UW–Madison is generally open for business year-round and rarely closes as a result of snow or other inclement weather. In the event of a snow closing or large-scale class cancellations, information will be conveyed to the campus community via the UW–Madison home page and local media. In these instances, anyone planning to attend events on campus is encouraged to call ahead to ensure programs are being held.
In general, employees who would like to leave early due to poor road conditions are advised to use their own discretion regarding their health and safety, but are required to use accrued holiday, vacation or compensation time to cover any absences. In all cases, check with your supervisor. Supervisors are advised to grant approval of all employee-requested leave in inclement weather situations.
- Campus bus service may be impacted by weather. For more information on services and delays, visit Madison Metro online.
- Winter road condition information is available from the Wisconsin Department of Transportation online.
- For campus weather forecasts visit, the Department of Atmospheric and Oceanic Sciences.
- Community-wide warnings for dangerous weather are sent automatically to cell phones and are provided by the National Oceanic and Atmospheric Administration (NOAA) through FEMA’s Wireless Emergency Alerts. Current participating carriers include AT&T, Bluegrass Cellular, Cellcom, Cricket, Sprint, T-Mobile USA, U.S. Cellular and Verizon. Alerts are sent automatically, are automatically targeted to the affected area, and rebroadcast until the emergency has passed and there is no longer a threat to the affected area. Wireless Emergency Alerts are free and there is no need to sign up. Learn more about Wireless Emergency Alerts.
- Other forms of notification include sirens, the Wisconsin Emergency Alert System and other local media.
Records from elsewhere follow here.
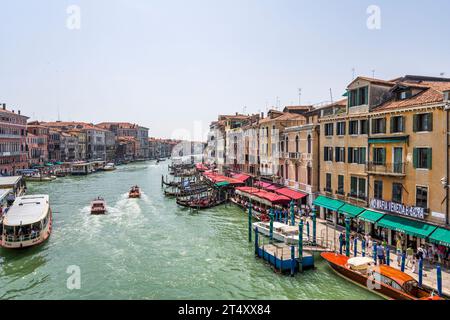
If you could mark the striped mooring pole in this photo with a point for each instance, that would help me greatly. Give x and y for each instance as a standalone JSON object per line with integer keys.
{"x": 307, "y": 230}
{"x": 420, "y": 272}
{"x": 314, "y": 211}
{"x": 347, "y": 236}
{"x": 250, "y": 222}
{"x": 403, "y": 262}
{"x": 388, "y": 255}
{"x": 374, "y": 252}
{"x": 300, "y": 245}
{"x": 292, "y": 261}
{"x": 439, "y": 279}
{"x": 256, "y": 241}
{"x": 292, "y": 214}
{"x": 271, "y": 224}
We encourage the use of a NOAA weather radio, local media, or mobile phone apps to keep tabs on severe weather.
Severe Weather Warnings
Tornado watches and warnings, or other strong storms, are not uncommon in Dane County.
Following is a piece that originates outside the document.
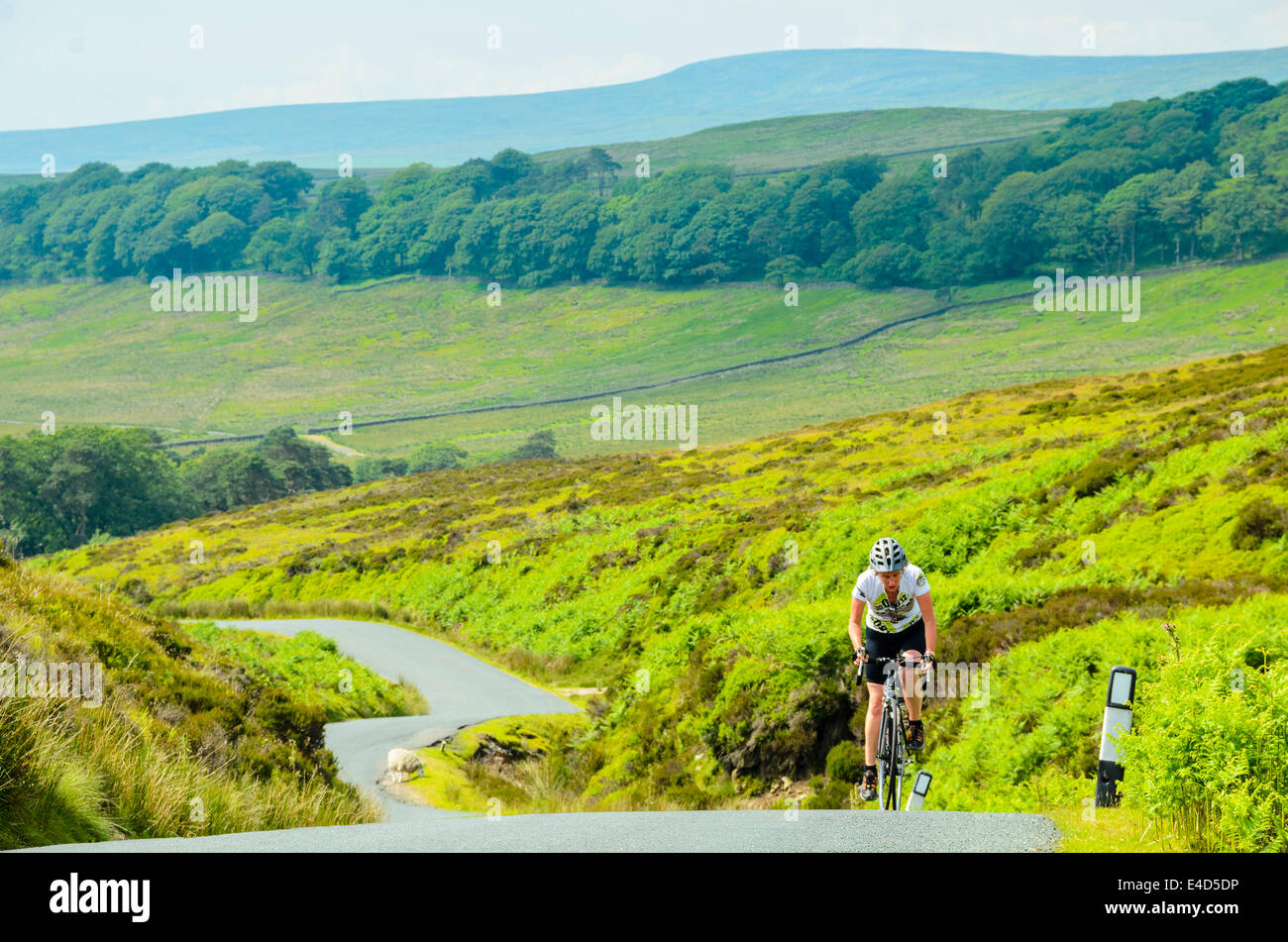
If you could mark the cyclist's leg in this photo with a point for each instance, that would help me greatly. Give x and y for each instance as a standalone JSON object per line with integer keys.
{"x": 912, "y": 644}
{"x": 876, "y": 646}
{"x": 872, "y": 725}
- Know the location of the nearest emergency shelter for your facility.
- Check with your facility manager or check building postings for the location of emergency shelters.
A TORNADO WATCH means conditions are right for a tornado to develop. Continue with normal activities, but continue to monitor the situation.
A TORNADO WARNING means radar or weather spotters have identified a tornado. The emergency sirens will sound a steady tone for three minutes or longer if there is danger in the immediate area.
In the event of a warning, take the following actions:
- Seek immediate shelter (individuals with disabilities, follow the same procedures). When the warning siren sounds, seek shelter, preferably in a basement or below ground evacuation location. A steel formed or reinforced concrete building will provide some protection.
- In a multi-story building, seek shelter in an interior hallway or a lower floor.
- Stay away from outside walls, exterior doors, and glass windows or partitions. Do not open windows.
- Basements and interior hallways or rooms on lower floors offer good shelter.
- In vehicles, get out and seek shelter in a nearby well-built structure. If you cannot find a structure nearby, seek out a ditch or ravine, which can offer some protection. Lie face down, with hands covering your head.
- After the all clear, leave badly damaged buildings if it is safe to do so. Elevators may not work in damaged buildings; the electrical power may be out or there may be damage to the elevator equipment.
- If you are surrounded by debris, be aware that removing some of it can cause other debris or part of the building to collapse. If it is not safe or possible to leave the area, stay there until assisted out.
- Do not attempt to return to the building unless directed to do so by UWPD.
- Do not attempt to turn on or off any utilities or other equipment.
- Report all injuries and damage to UWPD by calling 911.